In the end, the still life exists at a slant, blurred and barely recognizable, enduring, as Vance has said, as ‘the feeling of a memory – not a specific memory, but just that feeling a memory can produce’.
“Each Lesley Vance painting begins as an interaction with a still life of objects set up in her studio. Over the course of several hours, never more than a day, the objects morph, evaporate, dissolve and play inside the viscous nature of oil and watercolours. In the end, the still life exists at a slant, blurred and barely recognizable, enduring, as Vance has said, as ‘the feeling of a memory – not a specific memory, but just that feeling a memory can produce’.

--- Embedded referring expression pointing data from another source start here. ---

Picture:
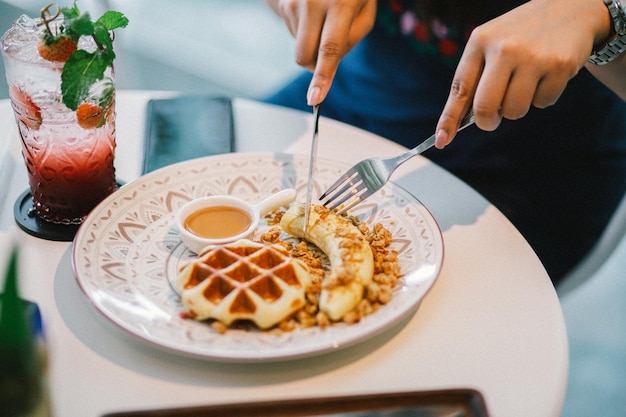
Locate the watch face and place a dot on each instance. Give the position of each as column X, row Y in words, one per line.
column 617, row 44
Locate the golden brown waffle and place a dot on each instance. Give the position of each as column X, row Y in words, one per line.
column 244, row 280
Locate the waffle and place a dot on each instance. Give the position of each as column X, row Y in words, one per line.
column 244, row 280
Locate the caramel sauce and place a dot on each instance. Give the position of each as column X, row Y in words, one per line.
column 218, row 222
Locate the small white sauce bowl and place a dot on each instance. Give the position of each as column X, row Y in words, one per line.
column 196, row 243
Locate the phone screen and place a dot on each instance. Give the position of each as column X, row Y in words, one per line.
column 187, row 127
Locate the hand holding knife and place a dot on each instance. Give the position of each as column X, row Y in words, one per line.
column 312, row 159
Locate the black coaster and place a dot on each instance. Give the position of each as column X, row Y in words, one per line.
column 27, row 219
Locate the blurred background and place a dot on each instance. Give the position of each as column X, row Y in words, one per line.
column 240, row 48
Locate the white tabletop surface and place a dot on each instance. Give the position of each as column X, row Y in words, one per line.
column 492, row 321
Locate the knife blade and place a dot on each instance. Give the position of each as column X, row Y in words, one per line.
column 312, row 159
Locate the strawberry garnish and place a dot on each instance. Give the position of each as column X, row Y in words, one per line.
column 25, row 108
column 56, row 48
column 90, row 116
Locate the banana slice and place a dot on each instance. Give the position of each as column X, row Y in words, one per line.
column 349, row 253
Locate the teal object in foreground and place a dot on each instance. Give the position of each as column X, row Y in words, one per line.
column 22, row 358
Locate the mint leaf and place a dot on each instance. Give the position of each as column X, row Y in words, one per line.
column 80, row 72
column 103, row 38
column 70, row 12
column 113, row 20
column 80, row 26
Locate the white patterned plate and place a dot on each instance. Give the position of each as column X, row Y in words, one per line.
column 127, row 253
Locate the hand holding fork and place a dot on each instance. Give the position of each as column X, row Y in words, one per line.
column 369, row 175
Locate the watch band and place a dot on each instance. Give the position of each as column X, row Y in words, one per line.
column 617, row 44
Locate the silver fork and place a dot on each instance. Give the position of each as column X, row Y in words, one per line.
column 369, row 175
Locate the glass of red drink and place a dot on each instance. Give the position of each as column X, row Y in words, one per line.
column 68, row 152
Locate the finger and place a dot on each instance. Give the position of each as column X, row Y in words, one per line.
column 333, row 46
column 308, row 34
column 461, row 95
column 491, row 91
column 549, row 89
column 519, row 94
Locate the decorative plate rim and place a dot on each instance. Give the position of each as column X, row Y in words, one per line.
column 126, row 251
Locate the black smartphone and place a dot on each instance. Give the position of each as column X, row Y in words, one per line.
column 186, row 127
column 444, row 403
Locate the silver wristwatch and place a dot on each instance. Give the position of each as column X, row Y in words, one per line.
column 617, row 44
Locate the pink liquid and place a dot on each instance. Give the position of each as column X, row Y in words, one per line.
column 70, row 169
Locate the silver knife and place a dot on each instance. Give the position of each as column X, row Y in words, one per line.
column 312, row 159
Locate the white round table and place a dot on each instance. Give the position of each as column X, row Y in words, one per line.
column 492, row 322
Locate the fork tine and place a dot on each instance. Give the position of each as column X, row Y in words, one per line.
column 348, row 199
column 344, row 178
column 340, row 199
column 356, row 199
column 352, row 183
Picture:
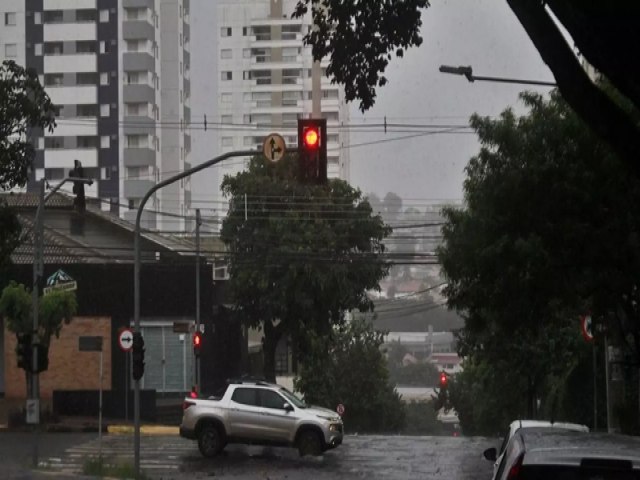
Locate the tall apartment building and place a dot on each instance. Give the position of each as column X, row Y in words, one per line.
column 118, row 71
column 265, row 82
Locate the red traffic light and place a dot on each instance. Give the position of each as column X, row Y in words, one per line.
column 311, row 138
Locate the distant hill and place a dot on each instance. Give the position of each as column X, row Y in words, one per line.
column 411, row 316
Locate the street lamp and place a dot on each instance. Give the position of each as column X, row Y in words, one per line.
column 468, row 73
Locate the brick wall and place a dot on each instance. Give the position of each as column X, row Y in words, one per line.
column 69, row 368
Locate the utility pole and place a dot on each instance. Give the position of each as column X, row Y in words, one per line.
column 197, row 356
column 136, row 276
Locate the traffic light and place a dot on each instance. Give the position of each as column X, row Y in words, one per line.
column 43, row 358
column 24, row 351
column 137, row 356
column 444, row 380
column 197, row 342
column 312, row 150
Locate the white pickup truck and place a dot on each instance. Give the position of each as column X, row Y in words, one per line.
column 259, row 413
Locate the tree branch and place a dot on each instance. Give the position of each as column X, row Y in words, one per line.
column 599, row 112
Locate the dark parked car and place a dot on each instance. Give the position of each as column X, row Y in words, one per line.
column 554, row 454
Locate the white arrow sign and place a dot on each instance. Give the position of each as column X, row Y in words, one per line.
column 125, row 339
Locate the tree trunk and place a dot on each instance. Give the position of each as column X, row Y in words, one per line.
column 272, row 336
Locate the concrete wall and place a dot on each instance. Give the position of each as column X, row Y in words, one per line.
column 69, row 369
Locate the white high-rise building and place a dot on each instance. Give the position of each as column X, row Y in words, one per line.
column 118, row 71
column 264, row 82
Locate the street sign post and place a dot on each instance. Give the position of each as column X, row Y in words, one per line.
column 274, row 147
column 125, row 339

Vance’s mention of memory makes a certain amount of sense. Her humble paintings (usually no bigger than 50 cm on a side, and all untitled) register primarily with floating, wispy forms, dipping and dancing into corners, on top of and through floating planes of browns, ochres, and other warm hues. If the still life as a collection of objects is present at all, it is only out of a preknowledge of Vance’s method or through an intellectual leap on the part of the viewer. Vance reserves her memory as the backdrop and originating force of her paintings, but for a viewer, that memory is not of the still life itself but of the historical styles of still life paintings.
Vance’s paintings have about as much of an ‘actual’ relationship to objects as one would find in Joan Miró or in surrealists like Yves Tanguy. The flavour one gets of historical still life painting instead comes across not through the objects but through the feel of the canvases, their antique warm emanations, their old-fashioned colours. Vance has an ability to conjure an old style painting without invoking its particulars. The paintings may remind one of Francisco de Zurbarán, but they contain none of his specific history other than an aftertaste, a bit of his light, a sense of his space. Each canvas creates an opportunity for historical way-finding that may be likened to how one might pick out different spices and fruits inside the taste of wine.”